Ranked by HSBC as the most vulnerable to climate change among 67 nations, India needs to make a paradigm shift to prioritize preparedness and not just recovery. The Prime Minister’s announcement of a Coalition for Disaster Resilient Infrastructure at the United Nations Climate Action Summit in 2019 is therefore welcome. India also has a Protocol for Disaster Risk Assessment and Reduction, based on composite methods of states and the experience of the National Disaster Management Authority in disaster management. But a vast gap remains in implementing vital investments in infrastructure, education and health needed for disaster mitigation.

Indian states have positive lessons in confronting calamites. In Odisha, the 1999 super cyclone with windspeeds of up to 260 kilometres per hour took 10,000 lives (50,000 by an unofficial count). Cyclone Phailin in 2013 and Cyclone Fani in 2019, while comparable in intensity (windspeeds of 220 and 200kmph respectively), saw a dramatic fall in fatality to 44 and 89 respectively, thanks to the state’s investments in early warning systems and timely evacuation.

In Gorakhpur, local communities are using nature-based solutions to build resilience against frequent floods. Gorakhpur Environmental Action Group has come up with climate resilient methods for vulnerable communities. For example, farmers switched from mono-cropping to rotating multiple crops to improve soil health and drainage. Several adopted organic practices, which reduce harmful run-off in nearby rivers. A weather advisory group helps farmers use a text message-based early warning system to schedule irrigation and harvesting.

In dealing with covid, local efforts have also played a critical role, be it citizens’ responses in such cities as Delhi, Guwahati and Jaipur, or those of gram panchayats in rural areas.

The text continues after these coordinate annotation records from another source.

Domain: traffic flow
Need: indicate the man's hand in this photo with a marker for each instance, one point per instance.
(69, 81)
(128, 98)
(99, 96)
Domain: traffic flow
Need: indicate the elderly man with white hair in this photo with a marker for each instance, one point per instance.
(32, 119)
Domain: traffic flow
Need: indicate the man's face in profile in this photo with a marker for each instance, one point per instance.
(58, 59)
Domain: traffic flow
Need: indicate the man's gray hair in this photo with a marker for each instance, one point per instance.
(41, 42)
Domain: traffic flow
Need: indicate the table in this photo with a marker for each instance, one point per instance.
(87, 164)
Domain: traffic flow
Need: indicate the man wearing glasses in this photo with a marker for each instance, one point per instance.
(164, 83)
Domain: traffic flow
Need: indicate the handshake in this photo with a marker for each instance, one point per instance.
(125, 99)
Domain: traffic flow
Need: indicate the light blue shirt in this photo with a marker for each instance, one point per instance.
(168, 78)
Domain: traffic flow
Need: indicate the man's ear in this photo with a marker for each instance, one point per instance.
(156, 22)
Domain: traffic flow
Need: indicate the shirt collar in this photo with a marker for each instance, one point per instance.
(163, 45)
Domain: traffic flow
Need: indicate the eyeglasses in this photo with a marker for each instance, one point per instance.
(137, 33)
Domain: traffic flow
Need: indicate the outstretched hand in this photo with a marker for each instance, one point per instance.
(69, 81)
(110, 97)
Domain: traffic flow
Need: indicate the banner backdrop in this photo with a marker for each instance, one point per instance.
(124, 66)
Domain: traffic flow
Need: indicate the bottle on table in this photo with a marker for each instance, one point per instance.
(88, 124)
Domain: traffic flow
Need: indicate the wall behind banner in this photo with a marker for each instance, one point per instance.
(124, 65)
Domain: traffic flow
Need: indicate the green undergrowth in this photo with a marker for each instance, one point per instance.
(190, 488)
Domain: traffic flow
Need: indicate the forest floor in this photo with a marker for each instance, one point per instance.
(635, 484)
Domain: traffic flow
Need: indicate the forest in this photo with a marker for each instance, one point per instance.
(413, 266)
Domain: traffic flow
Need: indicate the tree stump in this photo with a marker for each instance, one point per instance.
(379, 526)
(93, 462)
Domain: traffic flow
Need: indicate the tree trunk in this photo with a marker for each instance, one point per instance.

But across the country, covid has revealed glaring gaps in health systems, and, in many instances, poor governance and often a lack of trust in governments. State investments in health vary enormously. Kerala’s per capita public health expenditure, for example, is about twice that of Uttar Pradesh and Bihar.

Often, reform proposals and actions follow calamities. In Australia, following its deadly bushfires of 2018 and 2019, Insurance Australia Group recommended that government funding prioritize risk reduction, lessening the need for spending on disaster recovery. To aid in better preparedness, the Australian Natural Disaster Resilience Index now assesses the risk profiles and resilience of communities faced with bushfires.

In a similar vein, an audit of how the central and state governments have handled covid will offer valuable lessons that can guide them to upgrade hospitals, increase medical inventories and create/update crisis response plans, for example. Every state should conduct a ‘stress test’ of how well it can cope in the event of even more frequent and intense calamities. These results should be published transparently.

Following the Great East Japan Earthquake and the 2011 tsunami, Japan continues to strengthen its most important disaster preparation capabilities. One feature of its efforts is an improvement of the relationship between the national government that oversees broad policy and local governments in charge of policy implementation. Coordinating capacity in different locations helps localities with limited capabilities cope. In India, it would pay to establish inter-state pooling of technical capabilities, supplies and staff power to manage deficits and gaps.

The overarching lesson for the Indian states and the Centre is to make more and better investments in health, education and social safety nets. Local initiatives will continue to aid disaster preparedness, but governments must act in anticipation of emerging calamities rather than scramble to respond after they strike.

Vinod Thomas & Chitranjali Tiwari are, respectively, distinguished fellow, Asian Institute of Management, Manila; and alumnus of Lee Kuan Yew School of Public Policy, Singapore.